Densely stylish, superdramatic waterfront suspense from Stroud (Deadly Force, 1996).
These smartly oiled pages reek of crime’s auto-body shop. Though hit with three or four main storylines, the reader surrenders to Stroud’s steel trap of detail. Each character has a richly sketched background or hard charcoal outline. Even the walk-ons have a flat, pebble-eyed exactness. And if the gritty dialogue sometimes seems a tad intense, it’s leavened by classic hard-boiled humor. (“She crossed the marble floor, heading for the main desk. Jimmy Rock watched her go, admiring the way she handled gravity.”) The tale turns on an assets-forfeiture scam set in play by a publicity-rocket assistant district attorney. Jack Vermillion owns Black Water Transit, a $200M shipping business. He’s just beaten the Teamsters by fashioning his own insurance and pension plan for his crews, negotiated through a private investment bank. An ingeniously devised character, Earl V. Pike—retired Army colonel, former sniper, and outstandingly brilliant rascal—comes to Jack with an offer of $250,000 if Jack will ship to Mexico a sealed container holding a 200-year-old collection of American firearms, a Pike family heirloom. It’s worth millions. But shipping guns to Mexico is illegal. Jack agrees, then goes to racket-busting A.D.A. Valeriana Greco to set up a sting on Pike. Why? Because Jack wants Greco to help his son Danny, in Lompoc Prison, get a berth less dangerous than the one he’s in.
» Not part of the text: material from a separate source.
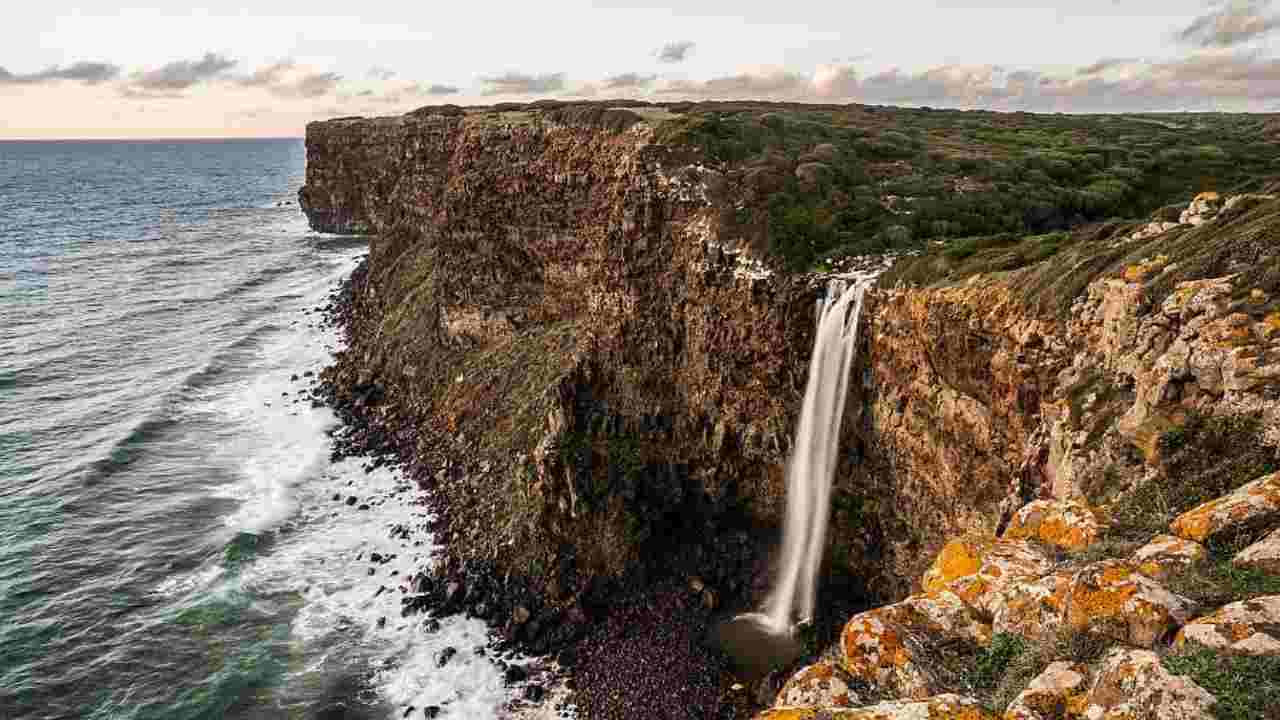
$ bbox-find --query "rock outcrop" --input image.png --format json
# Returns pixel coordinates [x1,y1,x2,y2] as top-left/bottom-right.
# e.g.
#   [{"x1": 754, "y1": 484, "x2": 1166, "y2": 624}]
[{"x1": 300, "y1": 99, "x2": 1280, "y2": 719}]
As it happens, the NYPD is after Pike for an entirely different matter, a double murder, and when the heirlooms arrive in Brooklyn, the NYPD and the ATF make simultaneous raids, unknowingly thinking each other the enemy, while sniper Pike himself starts taking out both teams. And little does Jack know, he’s the patsy and stands to lose Black Water Transit.
In a field overrun with snapping jaws, this bites through bone.